Pressed further, he said, "I would say no to a commission at this time. ... I think we need to let law enforcement do their work. ... I think that we need to deal with these issues as a Congress. This is our House. This is our Senate. This is our Capitol. I think we need to look into ways to deal with that, I don't think we need an outside entity."

Actually, it's all Americans' House and Senate and Capitol. And we deserve an unvarnished outside look at what happened — not a partisan drive-by.

Marjorie Taylor Greene's school screed

No one has accused Georgia Rep. Marjorie Taylor Greene of being a genius. And no one has accused the QAnon-supporting Greene, who was stripped of her House committee assignments for spouting dangerous Q-conspiracy theories, of being even remotely thoughtful.

But when she began spewing on Twitter a new false and harmful tinfoil-hat theory — one that apparently is strictly her own — about the education portion of President Joe Biden's American Families Plan, she was quickly schooled by the very Twitter followers she was addressing.

What triggered the Rome, Georgia, Republican's indignation was Biden's proposal to provide pre-Kindergarten access for all 3-4-year-olds, as well as his plan to provide every American high school graduate with two years of tuition-free community college — something 17 states, including Tennessee, do already.

About 40 minutes after the president began his Joint Address to Congress on Wednesday, Greene tweeted: "Federally funded school from age 3 to 20 doesn't sound like education, it sounds like indoctrination. At your expense. By force in the form of taxes."

Huh?

Twitter literally lit up. (Kudos to the Huffington Post for making a series of Twitter screen grabs for posterity.)

One user responded: "You really should know that public schools are already funded by tax dollars ... and adding 4 years to public education is brilliant!"

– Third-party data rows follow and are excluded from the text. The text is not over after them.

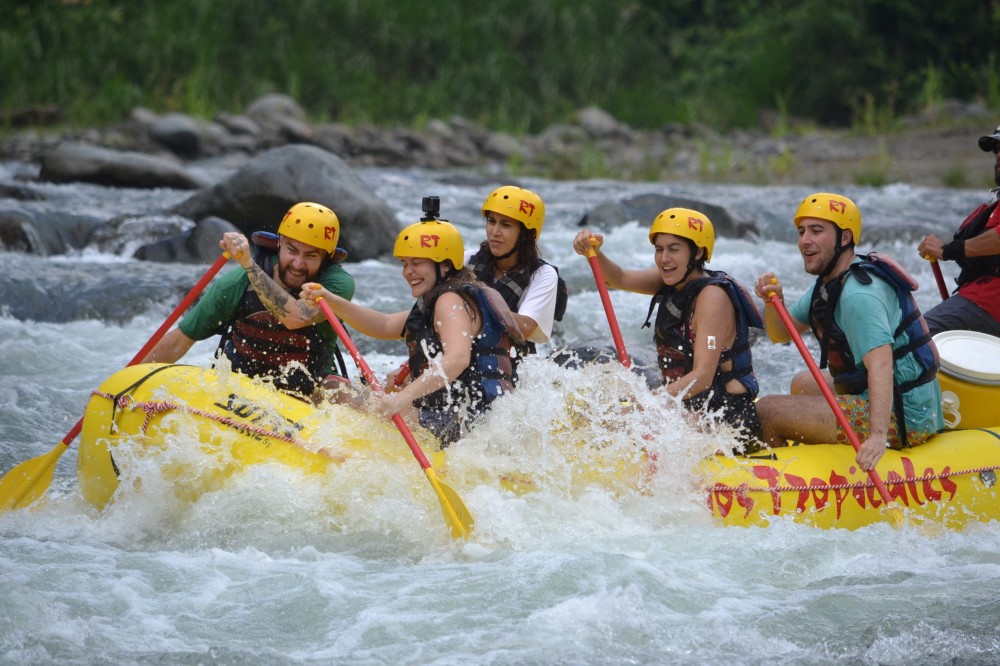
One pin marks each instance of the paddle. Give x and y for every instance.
(616, 333)
(894, 511)
(28, 481)
(455, 513)
(936, 267)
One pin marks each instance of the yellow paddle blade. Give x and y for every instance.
(455, 512)
(28, 481)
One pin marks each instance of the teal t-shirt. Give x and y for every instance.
(868, 314)
(217, 306)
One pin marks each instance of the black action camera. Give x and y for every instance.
(431, 207)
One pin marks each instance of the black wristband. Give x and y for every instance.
(954, 250)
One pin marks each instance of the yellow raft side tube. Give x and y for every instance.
(239, 421)
(949, 480)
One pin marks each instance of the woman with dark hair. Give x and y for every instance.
(459, 333)
(510, 262)
(703, 317)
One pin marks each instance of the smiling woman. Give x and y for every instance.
(458, 333)
(703, 319)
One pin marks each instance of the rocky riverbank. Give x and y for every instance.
(936, 149)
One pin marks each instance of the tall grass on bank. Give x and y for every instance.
(506, 64)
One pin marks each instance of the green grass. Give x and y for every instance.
(508, 65)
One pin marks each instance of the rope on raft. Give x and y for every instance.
(151, 408)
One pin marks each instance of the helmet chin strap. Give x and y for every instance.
(512, 252)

Another wrote: "So are you saying that you think there shouldn't be public schools?"

And there was this: "Hell of a position for someone who was previously on the House Education Committee." (Reminder: This is one of the committee assignments.)

And: Public schooling in America, whoever heard of such a thing ... crazy"

Best one: "I'm not even sure there is a term for this level of dumb."

In fairness to Greene, Huffpost noted: "She did seem to generally understand the concept of free public schools in a tweet earlier in the day backing parents revolting against student mask mandates. 'Taxes pay for the schools,' she wrote."

Gun hawks can't get enough

This just in from Tennessee Firearms Association, a gun lobby group that makes NRA look tame:

It isn't enough that Tennessee now has a permitless handgun carry law. This group of Volunteer State extremists want more, so last week the group sued the state of Tennessee claiming that the new permitless carry law violates the U.S. Constitution.

The group claims that the new law's age parameter — 21 and up unless the person has military training — "denied some 18-20 year old citizens from being able to exercise the right" to keep and bear arms.

Gosh, folks. Why not throw in 7th-graders, too? While we're at it, all kids old enough to walk?

The Giffords Law Center to Prevent Gun Violence research (using government data) suggests "young people disproportionately commit gun homicides: 18-20-year olds comprise just 4% of the U.S. population, but account for 17% of known homicide offenders. In another study, Giffords found that of offenders incarcerated for crimes committed with firearms, 17% would have been prohibited from buying a gun if their state had a law that raised the minimum age to possess a handgun to 21 years.